KPPU dinilai dalam pemberian rekomendasi kepada pemerintah hanya bersifat penyerderhanaan prosedur impor saja. Akibatnya, diskriminasi terjadi dalam pemberian kouta impor dan tidak tepat waktu dalam pemenerbitan izin oleh pemerintah.

Hal tersebut, dikatakan langsung oleh Sekretaris Forum Komunikasi Pengusaha dan Pedagang Pangan (FKP3) Umar Ansori. Ia mengatakan, KPPU lambat mengatasi polemik bawang putih. "Sehingga wajar bila importasi bawang putih terus menjadi polemik, sampai ada dugaan praktik suap kouta impor hortikultura," katanya kepada awak media di Jakarta, Rabu (2/12/2020).

Selanjutnya, kata Umar, FKP3 menegaskan bahwa pihaknya pada tanggal 14 Juni 2019 dan tanggal 18 Oktober 2020 telah melaporkan dugaan persekongkolan antara pelaku usaha dengan pemerintah dan/atau dengan pengusaha lainnya ke KPPU. Jadi tidak benar kalau KPPU bilang tidak ada laporan atas persekongkolan importasi bawang putih ini.

"Kalau misal laporan kami tidak cukup bukti, kami minta kepada KPPU menyampaikan secara resmi kepada kami," tambahnya.

Polemik importasi bawang putih, lanjut Umar, sangat merugikan konsumen karena harga tidak stabil di pasaran, bisa terjadi spekulan pada harga bawang putih. "Harga bawang putih diprediksi tahun 2021 sekitar Rp 22.000 per kilogram jenis sico. Sedangkan katting Rp 26.000 per kilogram itu harga importir kalau konsumen mencapai Rp. 30.000 per kilogram.
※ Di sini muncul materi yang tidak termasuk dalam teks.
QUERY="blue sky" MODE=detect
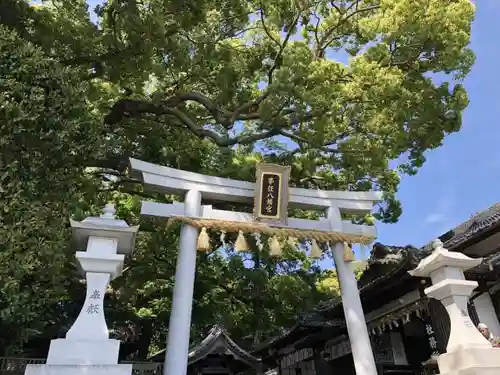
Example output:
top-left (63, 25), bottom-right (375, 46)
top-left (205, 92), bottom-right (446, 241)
top-left (43, 0), bottom-right (498, 252)
top-left (376, 0), bottom-right (500, 248)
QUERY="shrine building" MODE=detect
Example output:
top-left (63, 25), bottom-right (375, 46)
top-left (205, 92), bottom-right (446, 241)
top-left (251, 203), bottom-right (500, 375)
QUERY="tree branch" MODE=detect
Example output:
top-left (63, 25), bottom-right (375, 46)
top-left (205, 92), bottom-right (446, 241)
top-left (99, 186), bottom-right (157, 199)
top-left (164, 92), bottom-right (232, 127)
top-left (384, 38), bottom-right (433, 70)
top-left (316, 4), bottom-right (379, 58)
top-left (267, 12), bottom-right (301, 84)
top-left (279, 129), bottom-right (341, 153)
top-left (259, 5), bottom-right (280, 47)
top-left (87, 170), bottom-right (142, 184)
top-left (104, 98), bottom-right (282, 146)
top-left (86, 156), bottom-right (130, 172)
top-left (58, 49), bottom-right (128, 66)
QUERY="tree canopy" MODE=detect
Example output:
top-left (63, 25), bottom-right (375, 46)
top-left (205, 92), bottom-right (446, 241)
top-left (0, 0), bottom-right (474, 357)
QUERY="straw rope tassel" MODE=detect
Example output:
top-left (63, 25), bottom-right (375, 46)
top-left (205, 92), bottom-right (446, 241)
top-left (197, 227), bottom-right (211, 252)
top-left (286, 236), bottom-right (298, 251)
top-left (310, 239), bottom-right (322, 259)
top-left (269, 235), bottom-right (282, 257)
top-left (166, 216), bottom-right (376, 245)
top-left (234, 230), bottom-right (249, 252)
top-left (343, 242), bottom-right (355, 262)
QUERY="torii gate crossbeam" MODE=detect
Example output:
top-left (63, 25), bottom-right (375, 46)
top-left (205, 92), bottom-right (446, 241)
top-left (130, 158), bottom-right (381, 375)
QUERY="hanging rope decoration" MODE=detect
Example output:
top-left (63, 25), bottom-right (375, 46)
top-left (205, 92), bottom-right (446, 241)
top-left (196, 227), bottom-right (211, 252)
top-left (234, 230), bottom-right (249, 252)
top-left (310, 239), bottom-right (322, 259)
top-left (367, 299), bottom-right (428, 336)
top-left (167, 216), bottom-right (375, 259)
top-left (269, 235), bottom-right (282, 256)
top-left (287, 236), bottom-right (299, 252)
top-left (343, 243), bottom-right (355, 263)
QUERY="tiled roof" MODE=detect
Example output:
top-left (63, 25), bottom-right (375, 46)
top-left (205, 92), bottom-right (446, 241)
top-left (254, 243), bottom-right (426, 352)
top-left (187, 325), bottom-right (261, 367)
top-left (252, 318), bottom-right (344, 356)
top-left (256, 203), bottom-right (500, 356)
top-left (313, 243), bottom-right (426, 313)
top-left (444, 204), bottom-right (500, 250)
top-left (467, 250), bottom-right (500, 275)
top-left (251, 323), bottom-right (309, 354)
top-left (420, 202), bottom-right (500, 252)
top-left (297, 312), bottom-right (345, 328)
top-left (453, 203), bottom-right (500, 235)
top-left (150, 325), bottom-right (261, 369)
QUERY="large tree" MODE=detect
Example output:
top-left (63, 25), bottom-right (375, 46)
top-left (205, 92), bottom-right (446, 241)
top-left (0, 0), bottom-right (474, 356)
top-left (5, 0), bottom-right (475, 222)
top-left (0, 23), bottom-right (100, 353)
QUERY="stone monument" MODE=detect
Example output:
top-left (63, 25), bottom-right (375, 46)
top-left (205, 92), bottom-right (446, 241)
top-left (409, 239), bottom-right (500, 375)
top-left (25, 203), bottom-right (139, 375)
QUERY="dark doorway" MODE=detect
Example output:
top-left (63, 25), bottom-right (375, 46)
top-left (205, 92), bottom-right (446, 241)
top-left (328, 354), bottom-right (355, 375)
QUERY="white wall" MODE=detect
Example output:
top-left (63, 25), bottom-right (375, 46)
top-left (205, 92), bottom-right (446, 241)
top-left (474, 292), bottom-right (500, 337)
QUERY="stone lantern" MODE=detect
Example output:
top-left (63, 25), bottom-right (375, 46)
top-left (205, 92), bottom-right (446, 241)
top-left (409, 239), bottom-right (500, 375)
top-left (25, 203), bottom-right (139, 375)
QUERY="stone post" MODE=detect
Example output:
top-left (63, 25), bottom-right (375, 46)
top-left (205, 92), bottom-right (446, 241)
top-left (409, 239), bottom-right (500, 375)
top-left (25, 203), bottom-right (139, 375)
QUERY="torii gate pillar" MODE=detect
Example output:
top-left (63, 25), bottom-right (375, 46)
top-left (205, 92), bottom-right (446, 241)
top-left (328, 207), bottom-right (378, 375)
top-left (130, 158), bottom-right (380, 375)
top-left (164, 190), bottom-right (202, 375)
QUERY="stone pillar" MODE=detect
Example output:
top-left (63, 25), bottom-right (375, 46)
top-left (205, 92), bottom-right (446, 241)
top-left (473, 293), bottom-right (500, 337)
top-left (327, 207), bottom-right (378, 375)
top-left (25, 203), bottom-right (139, 375)
top-left (164, 190), bottom-right (202, 375)
top-left (409, 239), bottom-right (500, 375)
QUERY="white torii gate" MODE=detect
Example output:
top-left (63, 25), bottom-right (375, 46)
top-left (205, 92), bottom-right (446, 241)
top-left (130, 158), bottom-right (382, 375)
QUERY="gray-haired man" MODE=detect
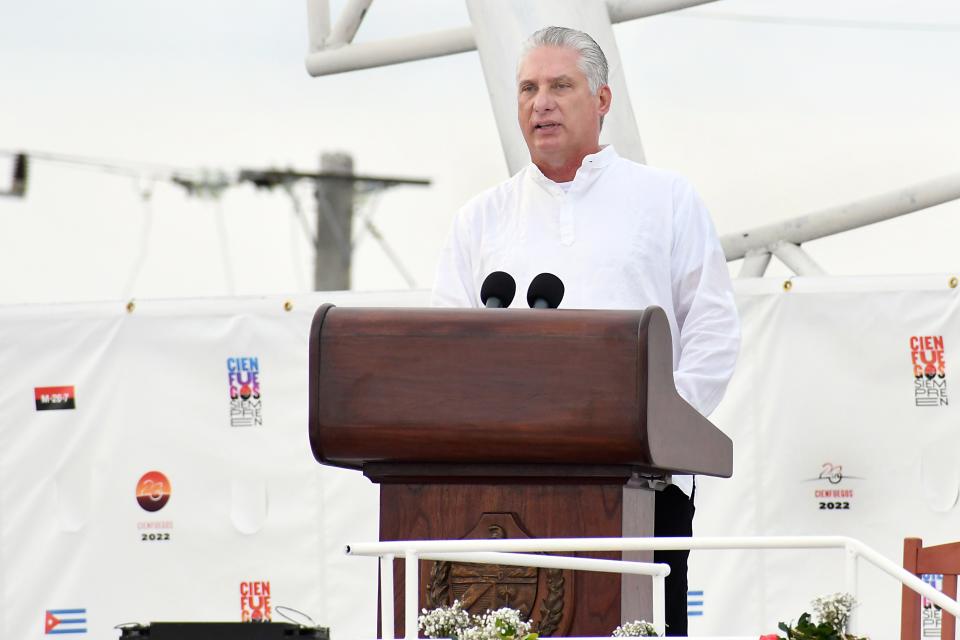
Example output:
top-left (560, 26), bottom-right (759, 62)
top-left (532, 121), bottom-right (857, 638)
top-left (433, 26), bottom-right (740, 635)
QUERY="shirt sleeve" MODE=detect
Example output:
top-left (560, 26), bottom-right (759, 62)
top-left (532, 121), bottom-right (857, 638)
top-left (670, 177), bottom-right (741, 416)
top-left (431, 206), bottom-right (480, 308)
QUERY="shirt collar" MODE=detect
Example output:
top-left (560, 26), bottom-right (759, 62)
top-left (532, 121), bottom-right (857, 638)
top-left (581, 144), bottom-right (618, 170)
top-left (528, 145), bottom-right (619, 192)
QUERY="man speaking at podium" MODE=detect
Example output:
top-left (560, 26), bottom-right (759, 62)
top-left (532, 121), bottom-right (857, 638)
top-left (432, 26), bottom-right (739, 635)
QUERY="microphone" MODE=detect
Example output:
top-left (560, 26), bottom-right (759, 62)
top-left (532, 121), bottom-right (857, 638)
top-left (480, 271), bottom-right (516, 308)
top-left (526, 273), bottom-right (565, 309)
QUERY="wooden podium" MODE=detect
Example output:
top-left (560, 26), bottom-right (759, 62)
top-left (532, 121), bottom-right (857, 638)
top-left (308, 305), bottom-right (731, 637)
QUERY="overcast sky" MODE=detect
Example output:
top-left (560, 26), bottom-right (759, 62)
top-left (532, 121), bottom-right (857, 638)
top-left (2, 0), bottom-right (959, 305)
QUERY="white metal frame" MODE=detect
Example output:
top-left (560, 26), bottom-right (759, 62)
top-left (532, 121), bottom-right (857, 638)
top-left (721, 171), bottom-right (960, 277)
top-left (346, 535), bottom-right (960, 640)
top-left (303, 0), bottom-right (720, 76)
top-left (302, 1), bottom-right (960, 278)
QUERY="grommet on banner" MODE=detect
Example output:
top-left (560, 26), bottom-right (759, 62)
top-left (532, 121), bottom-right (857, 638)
top-left (126, 300), bottom-right (136, 313)
top-left (782, 279), bottom-right (793, 292)
top-left (283, 300), bottom-right (294, 312)
top-left (949, 276), bottom-right (958, 289)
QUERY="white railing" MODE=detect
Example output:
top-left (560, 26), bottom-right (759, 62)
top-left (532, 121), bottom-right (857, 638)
top-left (345, 535), bottom-right (960, 640)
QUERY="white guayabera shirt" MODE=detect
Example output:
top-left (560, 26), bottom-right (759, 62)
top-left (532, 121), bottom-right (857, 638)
top-left (432, 145), bottom-right (740, 496)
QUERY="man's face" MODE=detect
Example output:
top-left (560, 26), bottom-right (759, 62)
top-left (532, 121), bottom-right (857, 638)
top-left (517, 46), bottom-right (611, 168)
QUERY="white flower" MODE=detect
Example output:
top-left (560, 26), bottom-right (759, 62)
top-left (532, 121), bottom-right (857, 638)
top-left (812, 592), bottom-right (857, 634)
top-left (612, 620), bottom-right (659, 637)
top-left (419, 604), bottom-right (533, 640)
top-left (418, 600), bottom-right (472, 640)
top-left (475, 607), bottom-right (533, 640)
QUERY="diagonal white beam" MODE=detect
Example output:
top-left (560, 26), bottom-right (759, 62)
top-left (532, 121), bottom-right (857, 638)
top-left (306, 27), bottom-right (475, 76)
top-left (771, 242), bottom-right (826, 276)
top-left (721, 171), bottom-right (960, 262)
top-left (738, 250), bottom-right (771, 277)
top-left (305, 0), bottom-right (331, 52)
top-left (326, 0), bottom-right (374, 47)
top-left (305, 0), bottom-right (720, 76)
top-left (606, 0), bottom-right (721, 22)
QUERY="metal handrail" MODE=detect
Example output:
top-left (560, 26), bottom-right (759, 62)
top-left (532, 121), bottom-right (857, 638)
top-left (346, 535), bottom-right (960, 640)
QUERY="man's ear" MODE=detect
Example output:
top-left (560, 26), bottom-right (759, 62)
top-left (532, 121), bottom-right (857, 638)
top-left (597, 84), bottom-right (612, 116)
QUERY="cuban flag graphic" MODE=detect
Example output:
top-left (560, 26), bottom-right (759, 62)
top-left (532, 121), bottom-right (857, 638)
top-left (687, 590), bottom-right (704, 617)
top-left (45, 609), bottom-right (87, 635)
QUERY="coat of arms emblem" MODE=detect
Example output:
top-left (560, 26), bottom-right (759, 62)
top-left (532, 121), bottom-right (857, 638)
top-left (424, 513), bottom-right (573, 636)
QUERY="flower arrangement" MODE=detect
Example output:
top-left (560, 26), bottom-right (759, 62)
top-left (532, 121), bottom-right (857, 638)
top-left (763, 592), bottom-right (867, 640)
top-left (612, 620), bottom-right (659, 637)
top-left (418, 600), bottom-right (473, 640)
top-left (418, 602), bottom-right (538, 640)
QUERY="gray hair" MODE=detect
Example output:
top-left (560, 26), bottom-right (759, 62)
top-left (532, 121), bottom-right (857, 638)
top-left (519, 26), bottom-right (609, 95)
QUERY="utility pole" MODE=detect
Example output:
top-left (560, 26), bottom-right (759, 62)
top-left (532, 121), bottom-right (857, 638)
top-left (0, 153), bottom-right (28, 198)
top-left (238, 152), bottom-right (430, 291)
top-left (314, 153), bottom-right (354, 290)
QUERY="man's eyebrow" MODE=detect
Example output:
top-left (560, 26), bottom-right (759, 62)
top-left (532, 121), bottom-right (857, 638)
top-left (518, 74), bottom-right (576, 86)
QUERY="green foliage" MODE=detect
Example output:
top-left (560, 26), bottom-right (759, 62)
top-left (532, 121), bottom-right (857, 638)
top-left (778, 612), bottom-right (843, 640)
top-left (772, 593), bottom-right (866, 640)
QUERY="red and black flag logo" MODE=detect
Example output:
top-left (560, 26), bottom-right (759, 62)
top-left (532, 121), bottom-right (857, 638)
top-left (35, 386), bottom-right (76, 411)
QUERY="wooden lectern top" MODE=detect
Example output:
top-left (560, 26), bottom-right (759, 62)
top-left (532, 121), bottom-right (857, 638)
top-left (308, 305), bottom-right (731, 481)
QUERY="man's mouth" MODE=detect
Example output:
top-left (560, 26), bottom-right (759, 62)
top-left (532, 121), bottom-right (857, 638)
top-left (534, 122), bottom-right (560, 131)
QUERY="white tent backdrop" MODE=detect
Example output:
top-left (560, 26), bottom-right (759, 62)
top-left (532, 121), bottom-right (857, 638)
top-left (0, 277), bottom-right (956, 639)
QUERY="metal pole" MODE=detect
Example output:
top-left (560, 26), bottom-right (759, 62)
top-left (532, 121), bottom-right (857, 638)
top-left (721, 171), bottom-right (960, 261)
top-left (844, 544), bottom-right (859, 636)
top-left (305, 0), bottom-right (331, 51)
top-left (771, 241), bottom-right (826, 276)
top-left (347, 535), bottom-right (857, 555)
top-left (738, 251), bottom-right (771, 278)
top-left (652, 574), bottom-right (667, 636)
top-left (314, 152), bottom-right (354, 291)
top-left (382, 553), bottom-right (395, 640)
top-left (421, 551), bottom-right (669, 577)
top-left (404, 552), bottom-right (419, 640)
top-left (606, 0), bottom-right (721, 22)
top-left (303, 0), bottom-right (720, 77)
top-left (327, 0), bottom-right (374, 47)
top-left (305, 27), bottom-right (475, 76)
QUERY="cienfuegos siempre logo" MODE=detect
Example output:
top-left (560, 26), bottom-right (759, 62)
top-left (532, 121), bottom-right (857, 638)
top-left (240, 580), bottom-right (272, 622)
top-left (228, 357), bottom-right (262, 427)
top-left (911, 335), bottom-right (947, 407)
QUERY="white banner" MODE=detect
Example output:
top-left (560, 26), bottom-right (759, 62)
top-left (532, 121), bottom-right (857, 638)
top-left (0, 277), bottom-right (957, 640)
top-left (693, 275), bottom-right (959, 639)
top-left (0, 292), bottom-right (408, 640)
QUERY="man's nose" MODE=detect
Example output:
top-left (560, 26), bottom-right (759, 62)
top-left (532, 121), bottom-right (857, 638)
top-left (533, 89), bottom-right (555, 112)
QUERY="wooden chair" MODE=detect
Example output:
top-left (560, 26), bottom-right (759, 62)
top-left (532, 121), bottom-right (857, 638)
top-left (902, 537), bottom-right (960, 640)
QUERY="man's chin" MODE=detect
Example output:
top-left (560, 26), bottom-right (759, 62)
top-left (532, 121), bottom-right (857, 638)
top-left (531, 139), bottom-right (564, 158)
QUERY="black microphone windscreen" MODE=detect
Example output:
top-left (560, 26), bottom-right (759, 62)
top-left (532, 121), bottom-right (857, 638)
top-left (480, 271), bottom-right (517, 308)
top-left (527, 273), bottom-right (565, 309)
Walaupun sebelumnya harga bawang putih pada bulan April sampai Juni 2020 harga bawang putih hanya Rp 8000 per kilogram jenis sico, sedangkan katting Rp. 12.000," jelasnya.

Menurut Umar, bawang putih susah ditanam di Indonesia, jadi tak perlu dipaksakan tanam bawang putih, apalagi, hasil panen di petani tahun ini banyak yang tidak terserap, sedangkan bawang putih tersebut 95 persen impor, telah diakui oleh Kementerian Pertanian (Kementan) dan Kementerian Perdagangan (Kemendag), bagaimana mungkin mau membatasi barang yang 95 persen impor, kecuali mau mengorbankan kepentingan masyarakat dan konsumen.

"Uang APBN ratusan miliar yang dialokasikan untuk pengembangan bawang putih itu uang rakyat, mesti dipertanggungjawabkan, jadi sudah seharusnya program tanam bawang putih dievaluasi keberhasilannya dan manfaatnya untuk masyarakat," tegasnya.

Umar mengatakan, jika pemerintah berhasil mengembangkan bawang putih, sebaiknya dikembangkan sendiri berkerjasama dengan petani, kecuali pemerintah mau mencari kambing hitam ketika tahun 2021 swasembada bawang putih gagal.

"Kami kasihan pada masyarakat, uang APBN ratusan miliar untuk pengembangan bawang putih hasilnya tidak jelas, ditambah biaya wajib tanam swasta yang kenyataannya juga dipungut dari masyarakat konsumen dengan dibebankan ke harga modal importir, jelas ini semua beban masyarakat atau konsumen," tutupnya. 

Sebelumnya, kepada media, Komisioner Komisi Pengawas Persaingan Usaha (KPPU) Guntur Saragih mengklaim salah satu yang akan menjadi fokus pengawasannya secara khusus adalah bawang putih. Selain itu, pihaknya pun mengklaim telah memberikan sanksi kepada para pelaku usaha bawang putih. Pasalnya, dalam beberapa tahun terakhir harga bawang putih selalu menjadi masalah karena harganya yang terlalu mahal.